Cloud Nine Helicopters is near the east coast.

Freedom has a price and occasionally things don’t work out.

I love the freedom the experimental amateur built aircraft (EAB) regulations allow.

I doubt EAB is limiting the growth of gyroplane sales.

Last I checked 10,600 Vans RV fixed wing aircraft kits have been sold operating under the same EAB regulations.

Factory built gyroplanes are available in the USA for those who don't want to build.



When last I looked 87 knots was listed as VNE for a 914 powered Cavalon.

In my experience often the winds at 1,000 feet msl will be stronger and in a different direction than surface winds.
I meant east coast. my apologies but it changes nothing. Its not about great regulation its about the clowns that exist in the chain. Freedom comes with responsibility and there were many opportunity for many with that responsibility to say stop. They didn't and this is a result.

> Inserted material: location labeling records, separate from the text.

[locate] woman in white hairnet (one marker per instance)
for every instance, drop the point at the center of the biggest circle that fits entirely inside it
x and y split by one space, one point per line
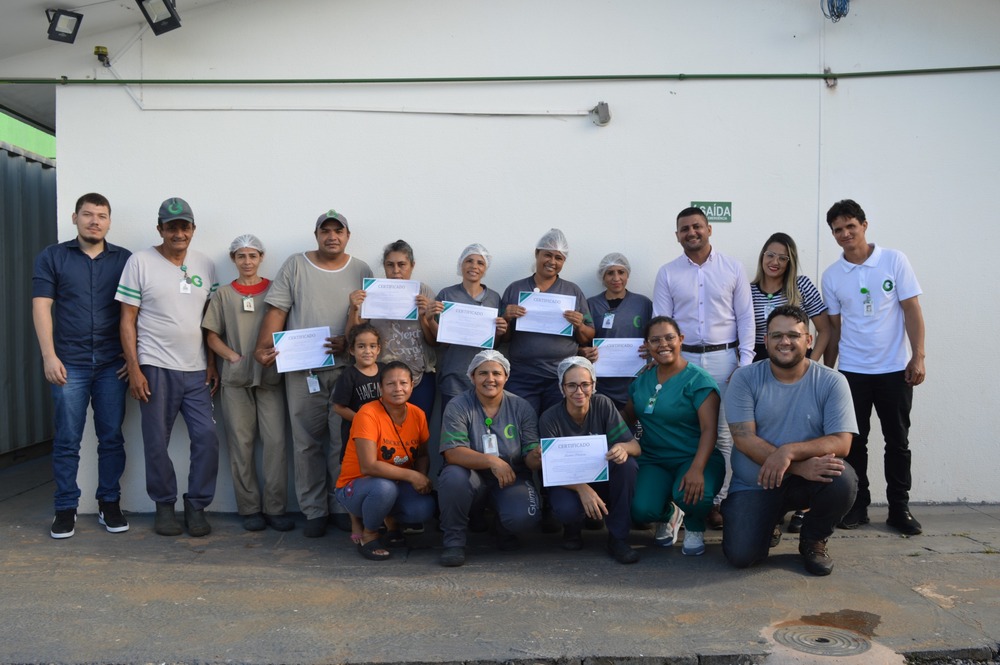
454 359
617 313
584 412
535 356
253 397
489 440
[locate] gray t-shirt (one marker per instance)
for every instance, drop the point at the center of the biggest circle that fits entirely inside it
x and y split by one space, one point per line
602 418
538 354
816 405
313 296
626 319
238 328
168 329
454 359
463 425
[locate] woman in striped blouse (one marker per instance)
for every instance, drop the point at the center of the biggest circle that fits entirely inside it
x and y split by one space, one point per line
778 282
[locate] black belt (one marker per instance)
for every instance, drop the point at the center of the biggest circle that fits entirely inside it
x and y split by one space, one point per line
708 348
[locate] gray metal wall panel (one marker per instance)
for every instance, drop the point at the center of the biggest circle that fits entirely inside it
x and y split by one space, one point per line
28 224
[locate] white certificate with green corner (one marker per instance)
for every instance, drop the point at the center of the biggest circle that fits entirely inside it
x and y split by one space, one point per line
545 313
394 299
467 325
571 460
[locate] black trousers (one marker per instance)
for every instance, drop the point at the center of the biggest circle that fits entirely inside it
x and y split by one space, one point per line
892 398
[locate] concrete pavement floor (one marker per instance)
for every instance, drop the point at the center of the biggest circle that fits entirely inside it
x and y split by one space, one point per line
268 597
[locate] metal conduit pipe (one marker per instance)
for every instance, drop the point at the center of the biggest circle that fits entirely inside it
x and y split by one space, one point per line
512 79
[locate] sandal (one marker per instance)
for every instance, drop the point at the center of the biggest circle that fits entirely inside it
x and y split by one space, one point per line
394 539
373 550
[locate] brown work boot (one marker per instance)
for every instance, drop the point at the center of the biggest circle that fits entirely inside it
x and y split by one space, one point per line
815 556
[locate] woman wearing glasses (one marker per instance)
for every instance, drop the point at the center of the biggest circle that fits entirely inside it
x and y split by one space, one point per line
583 412
778 282
678 405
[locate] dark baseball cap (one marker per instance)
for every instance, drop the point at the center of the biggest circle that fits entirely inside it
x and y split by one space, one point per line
332 214
174 208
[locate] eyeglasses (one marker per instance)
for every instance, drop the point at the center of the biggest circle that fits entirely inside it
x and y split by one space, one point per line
777 337
782 258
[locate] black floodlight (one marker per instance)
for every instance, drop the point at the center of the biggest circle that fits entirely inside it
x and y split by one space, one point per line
63 25
161 15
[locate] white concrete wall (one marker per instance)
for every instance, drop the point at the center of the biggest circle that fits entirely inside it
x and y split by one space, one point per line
918 152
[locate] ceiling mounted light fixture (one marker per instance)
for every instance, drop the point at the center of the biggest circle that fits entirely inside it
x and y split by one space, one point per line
161 15
63 25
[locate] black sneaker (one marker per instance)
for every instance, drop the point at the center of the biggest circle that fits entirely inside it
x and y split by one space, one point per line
109 513
904 522
775 536
64 524
854 518
815 556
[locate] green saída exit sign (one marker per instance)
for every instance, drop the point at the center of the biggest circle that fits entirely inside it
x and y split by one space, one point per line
715 211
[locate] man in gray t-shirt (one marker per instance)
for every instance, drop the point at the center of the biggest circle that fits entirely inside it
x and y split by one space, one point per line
313 289
489 440
792 421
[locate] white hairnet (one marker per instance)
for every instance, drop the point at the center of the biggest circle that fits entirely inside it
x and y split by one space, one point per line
474 248
566 364
246 240
554 240
613 259
487 355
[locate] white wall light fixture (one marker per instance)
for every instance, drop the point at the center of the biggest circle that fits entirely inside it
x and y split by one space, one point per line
63 25
161 15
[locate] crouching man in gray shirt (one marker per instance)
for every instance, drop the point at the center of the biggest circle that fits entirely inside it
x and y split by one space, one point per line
489 439
792 420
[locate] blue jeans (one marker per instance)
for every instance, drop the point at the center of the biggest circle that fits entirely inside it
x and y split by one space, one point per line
88 385
750 515
373 499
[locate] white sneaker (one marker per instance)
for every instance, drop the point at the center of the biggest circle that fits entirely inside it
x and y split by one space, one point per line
666 532
694 543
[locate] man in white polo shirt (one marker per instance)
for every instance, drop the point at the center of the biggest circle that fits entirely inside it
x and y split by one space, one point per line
164 291
872 294
708 294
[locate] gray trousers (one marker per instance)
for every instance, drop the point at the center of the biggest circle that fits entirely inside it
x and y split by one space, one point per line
460 490
247 412
315 442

You can play it down and play the diplomat but it is just plain stupidity. You might also reflect that whilst the accident pilot had wide experience in gyroplanes he had flown (according to the NTSB data) just 6 hours in this make and model. That is 6...SIX and 2 of those were the morning of the accident and then flight with a ground speed of 90knots, in an aircraft with question marks and at <1000ft. You don't see the issues?